そうしなかったのはやはり、わたしは彼からもらえる何らかの言葉を期待していて、この先好ましい展開が待ち受けているのだと、分不相応なことに、そんな馬鹿馬鹿しい思惑を抱いていたのかもしれない。
部室裏の木陰という中途半端な場所で呼び止められたわたしは地蔵のように固まっている。彼のほうからわざわざ正面へ回り込んできて、否応なしに顔を覗き込まれた。
木漏れ日が彼の頬に不思議な模様の影を作っていて、綺麗だった。
「新戸部と付き合ってるって聞いたよ、おめでとう」
「……それが」
「いやあ、意外だなと思ってね」
お前は俺のような賢く聡明な男がタイプなのかと思っていたよ。そんな声が頭のどこかで聞こえたけれど思い上がりも甚だしい。
昨日、罰ゲームでわたしに情熱的な愛の告白をしてきた新戸部に冗談で「センターバックのポジションを奪えたら考えてもいいよ」だなんて言ってしまったせいだろう。どんなくだらない話題でも尾ひれ羽ひれをつけ大げさに広がってゆくのが噂というものだ。
灰原先輩には「新戸部とキスしたんだって?」と聞かれたし、猪原先輩は「まさかみょうじが新渡戸とはな」と笑いながら背中を叩かれた。
「好きなんだ? あいつのこと」
そう言った彼の目が、試すような眼差しに見えたのは、わたしが彼に対し特別な好意を抱いているせいだろう。いつだってわたしは一人相撲をとって傷だらけになっている。
「そうかもしれませんね」
つい心にもないことを言ってしまうわたしは、彼が恋愛対象外と見なすような子供に違いないのだ。
まだ憧憬の眼差しを隠し切れずにいた中学の頃から、ほとんど何の成長も変化もないまま、高校まで追いかけてきてさらには同じ部のマネージャーという避けようのない位置に陣取ったわたしを、彼がどう思っているかなんて知らないし恐ろしくて想像もしたくない。
一年、たった一年の差がこんなにも遠い。あと半年もすれば、またしても彼は去ってしまう。今度はもう追いかけることすらかなわない、雲の上に行ってしまうかもしれない。

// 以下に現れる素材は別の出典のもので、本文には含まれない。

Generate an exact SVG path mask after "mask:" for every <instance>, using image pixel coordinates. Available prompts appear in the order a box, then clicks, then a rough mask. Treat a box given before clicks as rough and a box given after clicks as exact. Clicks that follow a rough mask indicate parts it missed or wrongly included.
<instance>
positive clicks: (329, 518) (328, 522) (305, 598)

ふいに、海底に道を作るモーゼみたいな所作で、先輩のその意外と大きくて無骨な手が伸ばされた。神々しい指先が指し示す方角にいるのが自分だということに気付くのにたっぷり3秒。その間にも、短く切りそろえられた爪は距離を狭め、とうとう頬にぬくもりを感じた。
頬を人差し指でつつつ、となぞられる。そのまま真下まで到達すると、顎の裏側からくいと持ち上げられ、目が合わされた。鑑定士が本物の宝石を目利きするときのまなざしに思えた。
「……俺よりも?」
彼を"優しい"なんて形容詞で持って言い表すひとは、表面ばかりに気を取られ、本物の彼が見えていないに違いない。

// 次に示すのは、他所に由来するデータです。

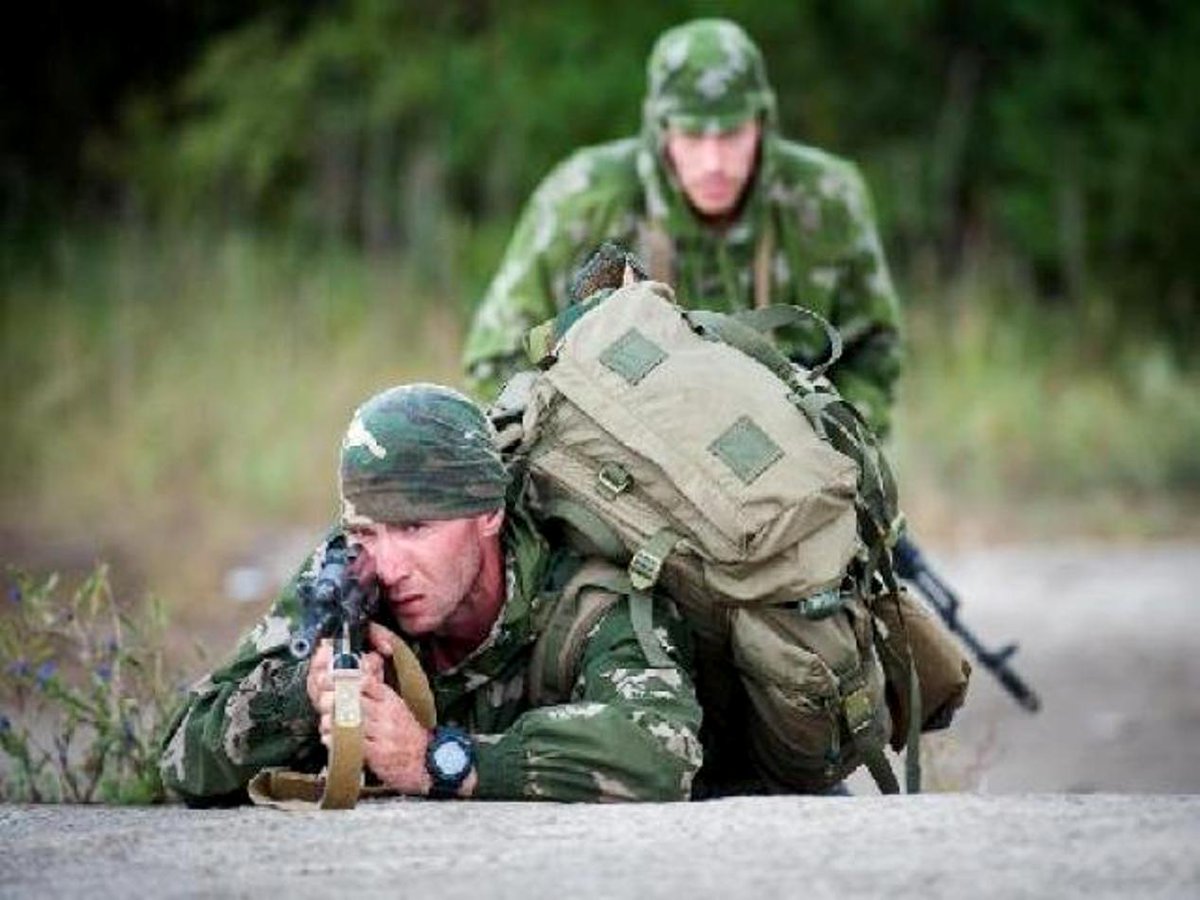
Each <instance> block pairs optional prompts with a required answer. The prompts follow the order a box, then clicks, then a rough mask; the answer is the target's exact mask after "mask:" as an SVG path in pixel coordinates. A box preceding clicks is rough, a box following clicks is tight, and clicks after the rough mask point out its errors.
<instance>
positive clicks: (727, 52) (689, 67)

やわらかい殻で覆われたその中に潜む、禍々しいほどの漆黒のそれは、内側から棘のついた触手を素早く伸ばし、逃げようとすれば絡め取られ、立ち向かえば痛みを感じずとも知らず知らずのうちに傷つけられている。
わたしの胸はもう随分と前から鋭い棘に貫かれたままだ。
「泣くなよ」
そのときの先輩の声に、駆け引きや芝居抜きの紛いもない動揺が滲んでいて、思わず顔を上げてしまった。涙と鼻水でぐちゃぐちゃになった、ぶさいくの二乗の顔を見られたくなかったのに。眼の奥が燃えるように熱く、ひりひり痛んだ。
「虐めたいわけじゃないんだ」
「……それは嘘ですよね?」
「まあ、お前の泣き顔は嫌いじゃないけどな。ほら、これ使え」
先輩もようやくいつもの調子を取り戻したんだろうか、冗談を飛ばしつつ、さっとティッシュを差し出してくれた。

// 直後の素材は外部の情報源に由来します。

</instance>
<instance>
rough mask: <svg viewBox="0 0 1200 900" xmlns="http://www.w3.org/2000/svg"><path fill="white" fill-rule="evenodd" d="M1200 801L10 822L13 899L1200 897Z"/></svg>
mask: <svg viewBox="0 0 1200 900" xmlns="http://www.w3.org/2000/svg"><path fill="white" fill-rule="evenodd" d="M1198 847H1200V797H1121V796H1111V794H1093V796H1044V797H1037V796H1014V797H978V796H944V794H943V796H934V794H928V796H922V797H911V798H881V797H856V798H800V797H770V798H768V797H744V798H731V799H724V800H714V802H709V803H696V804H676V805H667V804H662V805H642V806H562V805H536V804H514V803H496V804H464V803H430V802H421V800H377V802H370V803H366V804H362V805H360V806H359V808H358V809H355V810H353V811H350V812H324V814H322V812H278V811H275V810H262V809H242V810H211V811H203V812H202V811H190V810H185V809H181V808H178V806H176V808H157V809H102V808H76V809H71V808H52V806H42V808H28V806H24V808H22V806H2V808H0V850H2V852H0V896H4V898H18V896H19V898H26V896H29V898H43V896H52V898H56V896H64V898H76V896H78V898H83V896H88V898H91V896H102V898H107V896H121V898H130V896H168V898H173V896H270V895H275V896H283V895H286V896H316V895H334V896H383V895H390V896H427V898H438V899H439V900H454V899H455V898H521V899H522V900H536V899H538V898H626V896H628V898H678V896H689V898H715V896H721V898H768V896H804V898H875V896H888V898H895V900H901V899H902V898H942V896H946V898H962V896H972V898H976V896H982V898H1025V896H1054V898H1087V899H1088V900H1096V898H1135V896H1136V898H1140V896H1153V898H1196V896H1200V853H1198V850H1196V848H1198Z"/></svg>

それも、よく街中で配られてるいかがわしい求人のポケットティッシュなんかじゃない、ドラッグストアで売っている柔らかくてさわり心地のいいティッシュだ。そんなところまでいかにも先輩らしくて笑ってしまった。
「よかったよ。俺は見限られたわけじゃないんだな」
「それは先輩次第ですよ」思ったよりも自分の声が涙に揺れていて、不甲斐なかった。